17327, "mstrout", "Propose not supporting first and last methods on sparse domains", "2021-03-03T21:26:44Z"
Currently for domains, D.first and D.last, will return the first and last index in a domain respectively based on the order the indices/coordinates are stored in. This means for a CSR or CSC sparse ordering in LayoutCS, it will return the index/coordinate for the first non-zero in the index array.
The main question is whether we should continue to support this for sparse domains. If we decide not to then we would need to do the following:
- [ ] deprecate those methods for the sparse matrix implementations
- [ ] update any relevant documentation
- [ ] remove their use from test cases
@bradcray thoughts about this:
I’d be inclined to not support .first and .last on sparse domains, at least until we have more discussion about them. Starting with some equivalent questions: “Should a for loop on a dense 2D domain/array always iterate over the indices/elements in the same order (“to make the science of a code independent of the data structure order”), or should a domain map be able to define its own order (“for efficiency”) such that a RMO array would return in RMO, a CMO array in CMO, and an array using tiled memory or a space-filling curve would reveal that order. And similarly, if the 2D array is printed out, should that printout be independent of its memory layout, or reflect it? In practice, we’ve usually said “the same order” for productivity and postulated that there could be a .naturalOrder() iterator method if the user didn’t care about the order and wanted whatever serial ordering was faster.
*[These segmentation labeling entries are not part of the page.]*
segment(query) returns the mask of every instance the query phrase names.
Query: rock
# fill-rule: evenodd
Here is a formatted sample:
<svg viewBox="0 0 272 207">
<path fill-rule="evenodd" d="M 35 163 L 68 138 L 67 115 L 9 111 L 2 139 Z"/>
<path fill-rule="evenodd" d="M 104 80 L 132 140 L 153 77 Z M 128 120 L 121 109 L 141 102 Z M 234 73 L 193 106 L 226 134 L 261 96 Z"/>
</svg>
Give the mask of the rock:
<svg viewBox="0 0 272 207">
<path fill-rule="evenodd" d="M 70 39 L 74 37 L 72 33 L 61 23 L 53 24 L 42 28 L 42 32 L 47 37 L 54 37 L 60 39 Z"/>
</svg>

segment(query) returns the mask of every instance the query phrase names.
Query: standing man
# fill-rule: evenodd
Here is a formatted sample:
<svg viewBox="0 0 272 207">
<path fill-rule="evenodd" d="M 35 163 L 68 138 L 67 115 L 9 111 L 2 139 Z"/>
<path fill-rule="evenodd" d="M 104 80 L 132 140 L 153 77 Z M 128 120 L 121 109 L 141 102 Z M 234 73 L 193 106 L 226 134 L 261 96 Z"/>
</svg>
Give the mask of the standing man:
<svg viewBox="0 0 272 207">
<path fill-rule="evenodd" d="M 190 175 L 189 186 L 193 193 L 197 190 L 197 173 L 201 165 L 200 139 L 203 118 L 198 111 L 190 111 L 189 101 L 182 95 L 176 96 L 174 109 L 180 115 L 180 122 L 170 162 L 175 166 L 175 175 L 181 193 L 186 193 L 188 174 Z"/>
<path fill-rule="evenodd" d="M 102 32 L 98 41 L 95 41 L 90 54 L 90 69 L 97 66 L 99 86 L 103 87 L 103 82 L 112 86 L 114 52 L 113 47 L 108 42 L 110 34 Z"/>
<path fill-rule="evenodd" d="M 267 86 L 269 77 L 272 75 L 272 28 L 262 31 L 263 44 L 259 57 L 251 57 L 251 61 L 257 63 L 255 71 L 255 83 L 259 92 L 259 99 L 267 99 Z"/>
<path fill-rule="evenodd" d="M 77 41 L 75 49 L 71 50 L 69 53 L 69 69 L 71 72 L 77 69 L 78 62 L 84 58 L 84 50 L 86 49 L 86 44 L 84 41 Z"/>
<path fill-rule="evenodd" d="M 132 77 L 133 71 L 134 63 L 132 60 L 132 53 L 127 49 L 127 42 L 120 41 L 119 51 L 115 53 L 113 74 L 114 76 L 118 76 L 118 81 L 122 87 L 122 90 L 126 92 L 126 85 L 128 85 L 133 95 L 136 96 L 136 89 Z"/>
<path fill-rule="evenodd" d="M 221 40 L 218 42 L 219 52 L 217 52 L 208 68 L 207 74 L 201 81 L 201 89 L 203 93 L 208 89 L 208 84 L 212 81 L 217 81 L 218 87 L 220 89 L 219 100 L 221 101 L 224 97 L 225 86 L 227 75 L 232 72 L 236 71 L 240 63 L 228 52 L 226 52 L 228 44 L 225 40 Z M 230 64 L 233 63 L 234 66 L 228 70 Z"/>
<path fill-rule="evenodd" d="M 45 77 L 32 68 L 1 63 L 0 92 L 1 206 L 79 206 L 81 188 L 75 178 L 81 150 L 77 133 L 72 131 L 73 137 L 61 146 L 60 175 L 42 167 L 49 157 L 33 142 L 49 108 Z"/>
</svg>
The .first/.last / serial iteration order question also applies to sparse domains where, to me, it’s not clear how an algorithm could rely on these queries if they reflected the layout in memory (i.e., this may be the first index, but that doesn’t mean there aren’t other indices that aren’t lower/higher). That said, it’s not that clear to me how an algorithm would benefit from these queries even if they were well-defined. Where for a dense domain/array, they represent extreme indices regardless of serial iteration order, for a sparse domain/array, they don’t imply that there isn’t another index with a lower/higher row/column number, so how would I make use of them effectively?
@mstrout thoughts:
I would also be inclined to not support .first and .last on sparse domains. The number of different orders is mind boggling especially when one considers the multi-dimensional generalization, sparse tensors.